1 beer or 2 cups red wine
salt and freshly ground pepper to taste
optional - fresh parsley

If you are using dried beans pick them over for pebbles and either soak them overnight or cover them with a couple inches of water and microwave on high for 5 minutes and let them sit for at least an hour. Drain. I've read that dumping the soaking water makes the beans less gas producing. I use canned beans when I'm pressed for time.

Chop the onions, garlic, pepper and sausage.

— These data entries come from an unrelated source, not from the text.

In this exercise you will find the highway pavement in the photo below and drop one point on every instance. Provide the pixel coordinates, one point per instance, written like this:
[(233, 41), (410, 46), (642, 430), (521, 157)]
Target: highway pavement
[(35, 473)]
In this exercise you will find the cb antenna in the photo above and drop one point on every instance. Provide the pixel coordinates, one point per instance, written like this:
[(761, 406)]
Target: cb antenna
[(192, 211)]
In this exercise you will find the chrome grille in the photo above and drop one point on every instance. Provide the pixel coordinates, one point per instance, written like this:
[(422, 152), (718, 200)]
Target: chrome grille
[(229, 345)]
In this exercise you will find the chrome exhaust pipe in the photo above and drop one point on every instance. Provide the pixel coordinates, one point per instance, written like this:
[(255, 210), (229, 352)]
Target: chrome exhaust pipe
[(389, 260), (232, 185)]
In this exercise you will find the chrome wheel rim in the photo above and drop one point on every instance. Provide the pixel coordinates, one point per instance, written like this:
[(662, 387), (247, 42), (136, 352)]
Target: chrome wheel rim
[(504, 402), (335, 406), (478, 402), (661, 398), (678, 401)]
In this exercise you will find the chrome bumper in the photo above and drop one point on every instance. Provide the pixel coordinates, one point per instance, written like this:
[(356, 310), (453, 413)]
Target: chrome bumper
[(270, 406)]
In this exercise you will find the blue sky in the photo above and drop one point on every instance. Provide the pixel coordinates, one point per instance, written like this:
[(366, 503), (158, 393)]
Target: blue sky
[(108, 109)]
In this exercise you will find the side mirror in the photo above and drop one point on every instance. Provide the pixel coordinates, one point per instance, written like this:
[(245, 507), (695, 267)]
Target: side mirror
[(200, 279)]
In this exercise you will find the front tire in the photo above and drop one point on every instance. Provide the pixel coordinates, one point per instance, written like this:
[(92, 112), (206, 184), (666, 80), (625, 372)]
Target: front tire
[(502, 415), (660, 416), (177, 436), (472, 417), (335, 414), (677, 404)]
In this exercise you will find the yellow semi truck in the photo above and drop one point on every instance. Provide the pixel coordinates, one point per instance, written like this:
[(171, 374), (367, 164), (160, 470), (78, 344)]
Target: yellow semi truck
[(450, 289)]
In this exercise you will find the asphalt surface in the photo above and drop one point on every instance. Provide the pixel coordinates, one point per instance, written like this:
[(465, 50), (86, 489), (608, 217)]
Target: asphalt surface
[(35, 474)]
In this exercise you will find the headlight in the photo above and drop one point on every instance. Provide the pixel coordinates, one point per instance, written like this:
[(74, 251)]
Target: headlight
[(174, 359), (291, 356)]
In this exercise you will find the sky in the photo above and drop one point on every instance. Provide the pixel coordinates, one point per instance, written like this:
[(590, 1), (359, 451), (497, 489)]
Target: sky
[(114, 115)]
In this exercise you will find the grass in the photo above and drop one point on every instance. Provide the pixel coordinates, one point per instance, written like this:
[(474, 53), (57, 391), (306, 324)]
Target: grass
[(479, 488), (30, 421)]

Heat the oil in a large stock pan over moderate heat. Add the onions and garlic, saute for a few minutes and then add the optional celery and the pepper. Sometimes I add mushrooms or jalapeno peppers at this point. When the vegetables are getting translucent add the sausage and continue to sauté for a few more minutes. Add the tomatoes, the soaked, drained beans (or 3 cans of drained beans) and 4 quarts of water. Bring to a boil. Add a bay leaf and the beer or wine (I love beer in this recipe with kielbasa but now that we're a gluten free household it's wine or nothing). Lower the heat to a brisk simmer and let it cook for a minimum of an hour up to 3 hours. Keep an eye on it and stir occasionally - you don't want it to dry out and scorch the bottom.

When the beans are soft check the consistency of the soup - not thick enough? You can mash some of the beans. Taste it and add salt and pepper as you like and maybe some chopped fresh parsley. I don't salt dried beans until they're cooked since adding salt earlier seems to keep them from softening. The sausage adds quite a bit of salt generally. Serve with good bread and maybe a green salad. It'll be better yet the next day.

Most of the seasoning in this recipe comes from the sausage and garlic. Depending on what kind of sausage I use I might kick it up with herbs, a dash of tabasco or more garlic later on.